A commercial real estate contract allows the business to have a formal relationship with the property owner. However, before getting into the contract, it is essential to understand the provisions therein.
Like any legally-binding agreement, a commercial lease contract can be lengthy and overwhelming to read. Pay attention to these clauses before signing the document:
Unlike residential contracts that go year to year, most commercial leases are generally long-term, usually 5 to 10 years. During this period, it is not uncommon for the landlord to propose a rent hike. It is important that the contract includes the rent escalation clause that clearly outlines how the rent will be adjusted during the lease term. This can be in the form of a fixed amount for an annual increase or on the basis of inflationary indices.

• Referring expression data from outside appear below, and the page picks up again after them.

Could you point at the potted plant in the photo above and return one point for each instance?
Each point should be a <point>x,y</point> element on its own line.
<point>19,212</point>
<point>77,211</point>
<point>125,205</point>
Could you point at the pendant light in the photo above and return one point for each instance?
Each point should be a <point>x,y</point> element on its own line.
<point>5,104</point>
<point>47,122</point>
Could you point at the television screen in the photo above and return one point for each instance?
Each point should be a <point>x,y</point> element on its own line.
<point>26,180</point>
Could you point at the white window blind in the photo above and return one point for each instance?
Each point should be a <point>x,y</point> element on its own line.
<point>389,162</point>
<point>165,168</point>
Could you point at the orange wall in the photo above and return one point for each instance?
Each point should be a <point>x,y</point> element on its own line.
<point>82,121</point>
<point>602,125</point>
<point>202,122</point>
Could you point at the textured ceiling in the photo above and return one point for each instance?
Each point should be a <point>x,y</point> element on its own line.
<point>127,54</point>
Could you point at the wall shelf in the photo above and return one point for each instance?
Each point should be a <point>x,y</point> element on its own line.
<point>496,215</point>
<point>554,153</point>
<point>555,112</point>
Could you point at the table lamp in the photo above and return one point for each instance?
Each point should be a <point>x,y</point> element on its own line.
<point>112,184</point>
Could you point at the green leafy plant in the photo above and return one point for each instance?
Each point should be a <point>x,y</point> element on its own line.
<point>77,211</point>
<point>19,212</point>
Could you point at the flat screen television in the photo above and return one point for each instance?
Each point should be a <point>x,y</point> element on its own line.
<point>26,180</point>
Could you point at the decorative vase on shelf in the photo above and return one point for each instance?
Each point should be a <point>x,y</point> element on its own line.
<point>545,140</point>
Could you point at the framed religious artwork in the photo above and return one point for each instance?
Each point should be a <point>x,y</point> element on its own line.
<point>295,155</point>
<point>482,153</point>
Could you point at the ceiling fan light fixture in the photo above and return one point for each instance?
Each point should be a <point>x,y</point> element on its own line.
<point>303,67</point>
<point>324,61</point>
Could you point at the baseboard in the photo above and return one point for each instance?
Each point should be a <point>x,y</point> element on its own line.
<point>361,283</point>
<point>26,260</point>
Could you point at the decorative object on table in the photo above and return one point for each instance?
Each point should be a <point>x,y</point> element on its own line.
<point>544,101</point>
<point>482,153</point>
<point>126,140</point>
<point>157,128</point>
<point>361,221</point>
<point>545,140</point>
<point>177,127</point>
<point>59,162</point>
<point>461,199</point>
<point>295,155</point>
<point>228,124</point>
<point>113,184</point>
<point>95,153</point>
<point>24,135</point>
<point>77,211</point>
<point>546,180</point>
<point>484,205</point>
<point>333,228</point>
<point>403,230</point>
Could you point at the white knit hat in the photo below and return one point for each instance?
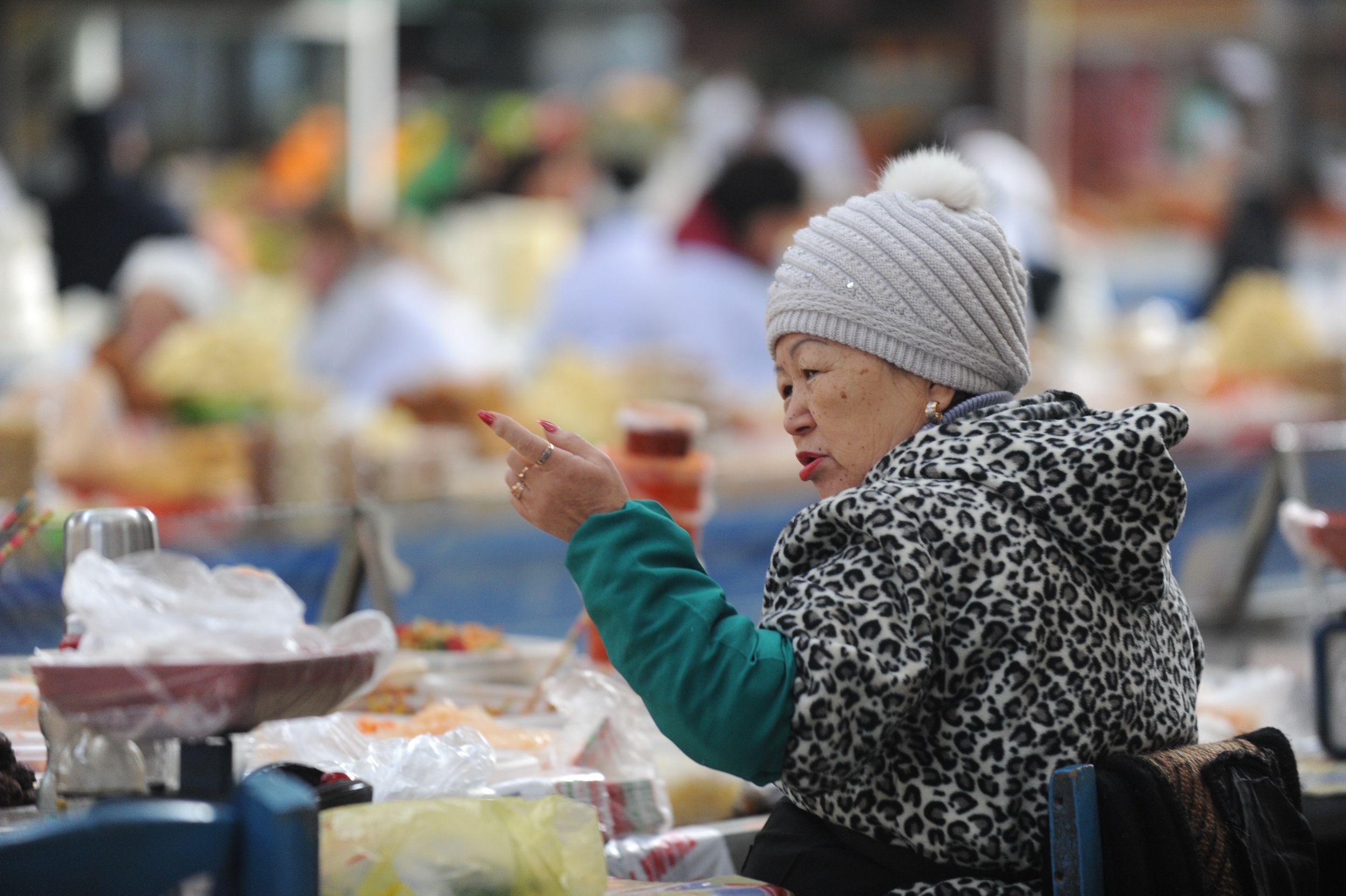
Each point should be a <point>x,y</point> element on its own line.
<point>914,274</point>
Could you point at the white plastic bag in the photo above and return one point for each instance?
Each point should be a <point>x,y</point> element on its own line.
<point>424,767</point>
<point>165,606</point>
<point>609,730</point>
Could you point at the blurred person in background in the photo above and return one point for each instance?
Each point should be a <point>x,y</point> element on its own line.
<point>718,279</point>
<point>609,300</point>
<point>381,325</point>
<point>1022,197</point>
<point>109,209</point>
<point>165,282</point>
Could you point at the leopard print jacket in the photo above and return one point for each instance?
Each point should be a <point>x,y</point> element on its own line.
<point>994,602</point>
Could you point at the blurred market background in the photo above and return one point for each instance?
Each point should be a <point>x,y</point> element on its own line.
<point>260,263</point>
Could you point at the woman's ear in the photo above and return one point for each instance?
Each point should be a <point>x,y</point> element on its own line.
<point>941,395</point>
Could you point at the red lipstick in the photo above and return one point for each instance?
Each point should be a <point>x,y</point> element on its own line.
<point>811,460</point>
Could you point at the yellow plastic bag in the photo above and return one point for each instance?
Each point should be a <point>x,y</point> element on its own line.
<point>464,848</point>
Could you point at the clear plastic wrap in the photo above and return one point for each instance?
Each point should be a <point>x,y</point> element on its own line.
<point>733,886</point>
<point>609,730</point>
<point>429,766</point>
<point>166,607</point>
<point>173,649</point>
<point>682,855</point>
<point>457,846</point>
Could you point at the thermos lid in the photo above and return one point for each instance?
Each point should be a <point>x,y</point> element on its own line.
<point>112,532</point>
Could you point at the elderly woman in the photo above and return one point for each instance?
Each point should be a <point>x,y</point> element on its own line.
<point>982,595</point>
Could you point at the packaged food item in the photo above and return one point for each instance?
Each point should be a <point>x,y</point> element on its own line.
<point>427,634</point>
<point>442,717</point>
<point>680,855</point>
<point>455,846</point>
<point>698,794</point>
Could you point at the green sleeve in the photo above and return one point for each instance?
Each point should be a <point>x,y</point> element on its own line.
<point>714,682</point>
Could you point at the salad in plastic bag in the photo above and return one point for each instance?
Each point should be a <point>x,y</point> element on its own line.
<point>458,846</point>
<point>173,649</point>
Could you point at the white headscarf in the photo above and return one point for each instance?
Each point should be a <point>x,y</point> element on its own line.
<point>179,267</point>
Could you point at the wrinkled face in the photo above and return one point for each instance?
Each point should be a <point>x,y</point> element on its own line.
<point>150,315</point>
<point>846,408</point>
<point>324,260</point>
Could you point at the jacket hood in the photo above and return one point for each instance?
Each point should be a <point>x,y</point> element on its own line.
<point>1103,481</point>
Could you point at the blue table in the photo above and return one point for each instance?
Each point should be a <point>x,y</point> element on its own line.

This provision outlines how the tenant will use the commercial property they are renting. This clause may restrict the tenant to a specific line of business and spell out the business hours and the marketing signage they can use while on the property. You must be clear on how this clause will impact your business before moving in.
Some lease agreements may also come with an exclusive use clause. This ensures that no other business in your industry can operate within the larger premise. The idea is to protect your business from having neighbors as competitors. This provision is commonly negotiated by the tenants.
A tenant may also negotiate the right to sublet a portion of their rented space to another tenant, especially if the two businesses are complementary. This provision protects the business from paying rent for areas they are no longer using or relocating to a smaller space.
Renting a space for your business can be complicated. Start by carefully reading and understanding what you are getting into.